Her body felt stiff and cold, and when she looked at her watch she was shocked to se
e how many hours had passed since she had first walked into Dominic’s bedroom.
Now, as she looked around it, she knew exactly how it had felt to lie here in Dominic’s arms. Exactly how it had felt to be loved by him and to have loved him in return. To have loved him? She could still taste the bitterness of her own weak tears. No wonder she had found it impossible to destroy the feelings of love she had increasingly begun to feel for him. The reality was that she had never stopped loving him…not for one moment.
‘You left me,’ he had accused her, but the truth was that he had abandoned her.
She would have to tell him just what she had discovered, of course. He had a right to know…About the past, yes, but not about the present and the baby she knew for sure she was carrying this time. No, that was her concern and hers alone, and she intended it to remain that way. He had been right then, in calling her immature and a child, but she wasn’t either of those things any more.
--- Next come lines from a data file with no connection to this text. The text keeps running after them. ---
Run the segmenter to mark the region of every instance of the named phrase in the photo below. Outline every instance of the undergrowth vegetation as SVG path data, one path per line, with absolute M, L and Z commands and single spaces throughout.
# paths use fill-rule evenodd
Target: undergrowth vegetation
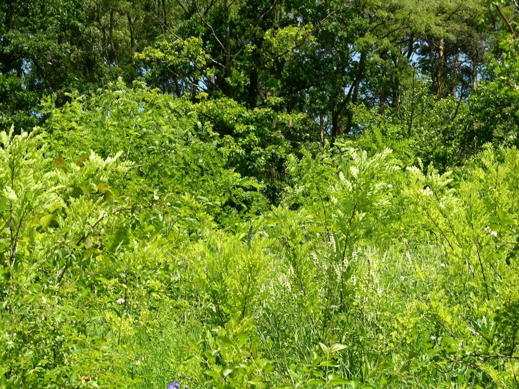
M 516 385 L 516 148 L 302 149 L 269 206 L 208 109 L 114 85 L 2 134 L 3 387 Z

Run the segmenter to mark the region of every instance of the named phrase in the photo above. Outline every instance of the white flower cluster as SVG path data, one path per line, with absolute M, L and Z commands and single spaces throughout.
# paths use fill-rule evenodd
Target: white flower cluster
M 491 230 L 490 227 L 489 227 L 488 226 L 487 226 L 486 227 L 485 227 L 485 231 L 486 231 L 487 232 L 488 232 L 490 235 L 491 235 L 494 238 L 497 238 L 497 231 Z

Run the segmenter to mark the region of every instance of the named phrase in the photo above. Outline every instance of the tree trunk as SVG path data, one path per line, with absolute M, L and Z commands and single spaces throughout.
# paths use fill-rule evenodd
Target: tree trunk
M 443 38 L 440 39 L 440 45 L 438 47 L 438 93 L 439 98 L 443 96 L 444 76 L 445 74 L 445 41 Z
M 135 68 L 135 33 L 133 30 L 133 22 L 131 16 L 128 14 L 128 28 L 130 30 L 130 54 L 131 55 L 131 64 Z
M 255 67 L 251 70 L 249 74 L 249 107 L 256 108 L 258 99 L 258 71 Z
M 339 114 L 337 111 L 332 113 L 332 145 L 335 143 L 335 139 L 339 130 Z
M 456 88 L 458 87 L 458 66 L 459 62 L 459 49 L 457 48 L 454 55 L 454 63 L 453 64 L 453 90 L 452 95 L 456 97 Z
M 115 45 L 114 45 L 114 24 L 115 24 L 115 20 L 114 20 L 114 13 L 115 11 L 113 8 L 110 9 L 110 46 L 112 48 L 112 53 L 114 55 L 114 62 L 115 62 L 115 66 L 119 66 L 119 61 L 117 59 L 117 53 L 115 51 Z
M 319 114 L 319 140 L 321 145 L 324 146 L 324 117 L 322 112 Z

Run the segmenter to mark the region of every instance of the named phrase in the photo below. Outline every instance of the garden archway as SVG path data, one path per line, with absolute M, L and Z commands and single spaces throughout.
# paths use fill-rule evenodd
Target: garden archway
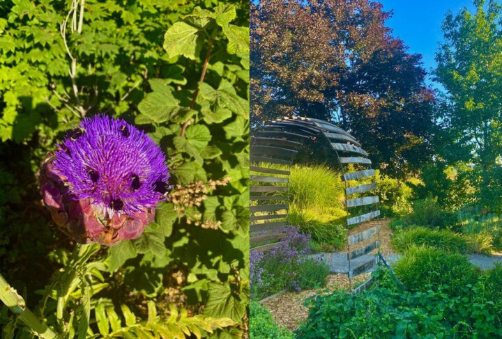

She was an adult, a woman and as such she had no need of any man to help her bear the responsibility of the new life growing inside her.
She closed her eyes, determined not to allow herself to cry any more tears. What was the point?
Logically, she knew she should wait until Dominic returned home to tell him what she had remembered, but anxiety, and a certain instinct that if she was alone with him too long he might somehow discern that she was keeping something vital from him, urged her to get the whole thing over and done with as quickly as she could.
She would pack her things, get a taxi to take her to Dominic’s office and then go straight on to her own home.
Grimly Dominic stared out of his office window. For all the good he was doing at work he might as well have stayed at home, because that was where his thoughts were—at home with Annie. Annie…His wife…His woman…The woman who had left him…His love…
It was no use. Grittily Dominic forced himself to face the self-knowledge he had been trying to avoid. He still loved Annie. Loved her even more as a woman than he had done as a girl—if that was possible.